We’ll use a custom dataset simulating a time series of sales data.

# Create sample time series data
time_series <- data.frame(
  Month = factor(1:12, labels = month.abb),
  Sales = c(120, 150, 180, 200, 220, 210, 230, 250, 270, 300, 320, 310)
)

# Create line chart
ggplot(time_series, aes(x = Month, y = Sales, group = 1)) +
  geom_line(color = "darkblue", size = 1) +
  geom_point(size = 3, color = "red") +
  labs(title = "Monthly Sales Trend",
       x = "Month",
       y = "Sales (in Units)") +
  theme_minimal() +
  theme(axis.text.x = element_text(angle = 45, hjust = 1))

15.2.4 Violin Plot

Violin plots combine boxplot-like information with density estimation, offering a detailed view of data distributions.

Example Dataset:
We’ll visualize the distribution of miles-per-gallon (mpg) for cars grouped by the number of cylinders.

# Create violin plot
ggplot(mtcars, aes(x = factor(cyl), y = mpg, fill = factor(cyl))) +
  geom_violin(trim = FALSE, alpha = 0.7) +
  geom_boxplot(width = 0.2, outlier.color = "red") +
  labs(title = "Distribution of MPG by Cylinder Count",
       x = "Number of Cylinders",
       y = "Miles/Gallon") +
  theme_minimal() +
  scale_fill_brewer(palette = "Pastel1")

15.2.5 Customizing Figures for Publication

To ensure figures meet the standards for research papers, consider these tips:

  1. Use Readable Fonts: Increase font sizes for axes and titles using theme() options, such as axis.text and axis.title.

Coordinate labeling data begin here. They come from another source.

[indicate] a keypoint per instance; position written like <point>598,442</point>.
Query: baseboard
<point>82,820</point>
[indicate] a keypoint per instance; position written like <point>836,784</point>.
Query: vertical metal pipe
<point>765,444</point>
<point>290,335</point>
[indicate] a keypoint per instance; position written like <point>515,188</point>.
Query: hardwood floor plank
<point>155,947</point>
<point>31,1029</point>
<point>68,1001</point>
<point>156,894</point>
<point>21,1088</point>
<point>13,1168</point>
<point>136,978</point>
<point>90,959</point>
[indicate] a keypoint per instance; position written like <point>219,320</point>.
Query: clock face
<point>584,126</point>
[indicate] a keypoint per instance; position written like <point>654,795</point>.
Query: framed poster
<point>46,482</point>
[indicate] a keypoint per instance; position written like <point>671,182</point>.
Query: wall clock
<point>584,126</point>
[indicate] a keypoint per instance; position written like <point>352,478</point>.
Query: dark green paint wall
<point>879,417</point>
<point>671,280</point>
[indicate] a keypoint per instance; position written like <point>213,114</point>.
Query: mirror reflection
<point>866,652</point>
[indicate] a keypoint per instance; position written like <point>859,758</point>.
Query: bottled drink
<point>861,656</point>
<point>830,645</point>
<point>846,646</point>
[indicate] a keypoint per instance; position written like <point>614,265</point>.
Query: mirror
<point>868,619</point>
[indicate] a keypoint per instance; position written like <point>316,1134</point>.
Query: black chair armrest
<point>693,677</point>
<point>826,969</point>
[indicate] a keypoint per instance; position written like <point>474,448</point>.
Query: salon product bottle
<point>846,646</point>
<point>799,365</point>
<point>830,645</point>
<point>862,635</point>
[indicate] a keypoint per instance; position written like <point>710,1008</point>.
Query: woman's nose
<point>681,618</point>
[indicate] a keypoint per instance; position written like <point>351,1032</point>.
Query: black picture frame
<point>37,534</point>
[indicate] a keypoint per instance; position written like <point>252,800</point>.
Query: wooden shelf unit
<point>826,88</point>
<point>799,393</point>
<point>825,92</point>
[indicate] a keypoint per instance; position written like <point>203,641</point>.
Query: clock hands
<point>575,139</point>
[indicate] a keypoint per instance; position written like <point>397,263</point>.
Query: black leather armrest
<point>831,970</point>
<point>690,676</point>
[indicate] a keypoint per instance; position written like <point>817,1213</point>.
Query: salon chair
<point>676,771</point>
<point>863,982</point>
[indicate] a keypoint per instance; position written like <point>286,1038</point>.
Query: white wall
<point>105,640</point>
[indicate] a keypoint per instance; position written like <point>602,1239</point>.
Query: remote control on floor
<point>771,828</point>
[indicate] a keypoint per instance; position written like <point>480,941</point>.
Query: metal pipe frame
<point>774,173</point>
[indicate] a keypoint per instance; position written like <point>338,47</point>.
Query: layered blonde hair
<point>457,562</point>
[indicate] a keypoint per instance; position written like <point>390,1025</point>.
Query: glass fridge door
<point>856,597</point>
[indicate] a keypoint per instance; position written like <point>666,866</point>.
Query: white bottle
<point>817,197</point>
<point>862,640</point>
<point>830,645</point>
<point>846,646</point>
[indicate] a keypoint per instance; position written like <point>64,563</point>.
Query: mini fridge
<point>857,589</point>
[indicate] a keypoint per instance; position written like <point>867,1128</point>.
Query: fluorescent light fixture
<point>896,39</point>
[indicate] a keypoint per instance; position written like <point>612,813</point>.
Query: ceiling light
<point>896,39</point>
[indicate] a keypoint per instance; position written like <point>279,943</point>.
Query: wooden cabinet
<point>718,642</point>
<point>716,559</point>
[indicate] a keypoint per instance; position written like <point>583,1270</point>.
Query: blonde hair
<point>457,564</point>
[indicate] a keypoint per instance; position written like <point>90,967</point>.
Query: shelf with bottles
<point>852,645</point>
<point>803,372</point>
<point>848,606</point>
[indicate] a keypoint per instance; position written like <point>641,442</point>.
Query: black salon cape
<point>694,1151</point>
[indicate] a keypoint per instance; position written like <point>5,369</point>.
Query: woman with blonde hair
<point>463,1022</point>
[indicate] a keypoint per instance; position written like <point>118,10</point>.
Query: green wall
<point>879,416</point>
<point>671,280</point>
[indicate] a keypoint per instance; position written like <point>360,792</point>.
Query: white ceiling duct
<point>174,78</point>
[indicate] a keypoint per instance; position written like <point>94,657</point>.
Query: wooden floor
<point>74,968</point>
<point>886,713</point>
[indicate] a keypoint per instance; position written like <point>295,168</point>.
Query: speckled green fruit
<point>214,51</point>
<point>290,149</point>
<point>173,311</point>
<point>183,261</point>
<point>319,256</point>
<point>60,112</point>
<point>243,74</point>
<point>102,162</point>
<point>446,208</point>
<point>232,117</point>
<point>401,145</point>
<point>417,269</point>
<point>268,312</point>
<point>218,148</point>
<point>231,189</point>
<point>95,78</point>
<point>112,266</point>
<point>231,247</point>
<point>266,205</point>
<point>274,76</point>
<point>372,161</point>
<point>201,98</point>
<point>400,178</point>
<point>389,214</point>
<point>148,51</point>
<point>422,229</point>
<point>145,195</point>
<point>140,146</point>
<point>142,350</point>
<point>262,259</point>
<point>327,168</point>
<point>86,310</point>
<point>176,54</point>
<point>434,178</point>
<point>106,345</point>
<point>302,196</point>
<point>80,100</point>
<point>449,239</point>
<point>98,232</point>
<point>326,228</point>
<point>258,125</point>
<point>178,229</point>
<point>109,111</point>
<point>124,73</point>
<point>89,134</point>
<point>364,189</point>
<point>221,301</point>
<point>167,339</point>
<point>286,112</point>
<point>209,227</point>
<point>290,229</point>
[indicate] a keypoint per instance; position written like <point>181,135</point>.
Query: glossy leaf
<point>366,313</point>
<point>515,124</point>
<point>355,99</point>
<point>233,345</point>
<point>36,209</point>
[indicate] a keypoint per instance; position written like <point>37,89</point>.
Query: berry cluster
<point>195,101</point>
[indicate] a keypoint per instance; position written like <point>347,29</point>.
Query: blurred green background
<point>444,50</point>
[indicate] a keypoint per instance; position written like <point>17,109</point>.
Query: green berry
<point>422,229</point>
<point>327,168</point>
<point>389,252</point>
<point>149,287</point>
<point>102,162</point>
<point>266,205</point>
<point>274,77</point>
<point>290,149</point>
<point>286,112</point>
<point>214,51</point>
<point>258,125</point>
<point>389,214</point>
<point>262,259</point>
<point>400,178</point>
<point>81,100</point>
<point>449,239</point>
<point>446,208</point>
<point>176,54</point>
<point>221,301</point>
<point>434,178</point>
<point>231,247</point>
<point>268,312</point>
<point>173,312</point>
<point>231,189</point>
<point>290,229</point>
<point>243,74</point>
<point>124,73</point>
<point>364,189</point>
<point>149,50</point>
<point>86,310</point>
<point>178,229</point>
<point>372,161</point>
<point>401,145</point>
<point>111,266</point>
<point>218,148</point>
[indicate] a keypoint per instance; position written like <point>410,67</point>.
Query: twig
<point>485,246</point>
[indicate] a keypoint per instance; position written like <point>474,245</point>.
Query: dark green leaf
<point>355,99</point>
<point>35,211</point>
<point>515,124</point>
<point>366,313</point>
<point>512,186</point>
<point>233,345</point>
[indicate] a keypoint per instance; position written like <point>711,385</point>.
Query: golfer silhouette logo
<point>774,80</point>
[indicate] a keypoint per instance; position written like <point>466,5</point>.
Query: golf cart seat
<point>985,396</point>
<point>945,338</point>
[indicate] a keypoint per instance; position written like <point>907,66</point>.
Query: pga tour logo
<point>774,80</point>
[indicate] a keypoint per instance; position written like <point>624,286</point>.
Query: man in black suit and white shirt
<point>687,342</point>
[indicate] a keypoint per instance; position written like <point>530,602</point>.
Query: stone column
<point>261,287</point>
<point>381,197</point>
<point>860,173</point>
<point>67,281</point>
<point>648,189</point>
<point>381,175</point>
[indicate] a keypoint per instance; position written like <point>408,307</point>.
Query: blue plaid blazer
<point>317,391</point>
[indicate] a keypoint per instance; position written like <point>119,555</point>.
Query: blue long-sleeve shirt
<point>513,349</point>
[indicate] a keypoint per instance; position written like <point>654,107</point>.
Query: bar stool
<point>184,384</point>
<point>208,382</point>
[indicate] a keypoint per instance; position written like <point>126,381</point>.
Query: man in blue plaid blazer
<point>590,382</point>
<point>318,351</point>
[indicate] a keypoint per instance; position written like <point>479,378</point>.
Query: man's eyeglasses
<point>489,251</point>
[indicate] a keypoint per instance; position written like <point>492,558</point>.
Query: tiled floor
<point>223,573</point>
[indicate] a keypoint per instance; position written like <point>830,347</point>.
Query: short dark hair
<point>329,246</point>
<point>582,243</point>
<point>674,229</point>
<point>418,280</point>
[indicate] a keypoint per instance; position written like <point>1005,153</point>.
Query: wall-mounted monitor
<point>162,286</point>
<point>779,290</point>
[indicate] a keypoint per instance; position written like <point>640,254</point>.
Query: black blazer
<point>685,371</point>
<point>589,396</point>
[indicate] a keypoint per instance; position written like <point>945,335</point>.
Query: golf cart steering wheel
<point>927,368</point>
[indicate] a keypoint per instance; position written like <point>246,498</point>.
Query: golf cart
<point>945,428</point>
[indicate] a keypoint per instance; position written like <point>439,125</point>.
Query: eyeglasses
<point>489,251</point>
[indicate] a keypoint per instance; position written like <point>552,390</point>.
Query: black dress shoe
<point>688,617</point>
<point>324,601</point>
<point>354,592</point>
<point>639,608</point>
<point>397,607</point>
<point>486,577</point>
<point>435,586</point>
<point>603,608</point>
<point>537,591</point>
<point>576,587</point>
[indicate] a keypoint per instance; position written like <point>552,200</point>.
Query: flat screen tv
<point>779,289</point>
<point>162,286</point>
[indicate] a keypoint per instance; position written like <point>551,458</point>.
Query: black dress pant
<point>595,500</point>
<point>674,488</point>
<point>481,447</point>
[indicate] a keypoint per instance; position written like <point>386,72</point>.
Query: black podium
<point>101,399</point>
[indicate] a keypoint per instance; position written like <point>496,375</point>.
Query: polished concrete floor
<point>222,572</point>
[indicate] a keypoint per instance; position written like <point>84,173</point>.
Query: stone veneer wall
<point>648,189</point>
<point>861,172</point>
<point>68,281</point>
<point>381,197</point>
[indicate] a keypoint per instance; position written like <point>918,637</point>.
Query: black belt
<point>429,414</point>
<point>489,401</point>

  2. Choose Publication-Ready Colors: Use color-blind-friendly palettes from packages like RColorBrewer or viridis.

  3. Save High-Resolution Images: Export plots with high resolution for publication:

ggsave("figure.png", dpi = 300, width = 7, height = 5)

15.3 Summary

This chapter demonstrated how to create and customize bar plots, scatter plots, line charts, and violin plots using ggplot2. These versatile tools allow researchers to produce publication-ready figures that effectively communicate their findings.

In your own research, experiment with these visualization techniques to uncover patterns, highlight insights, and share results with clarity and impact.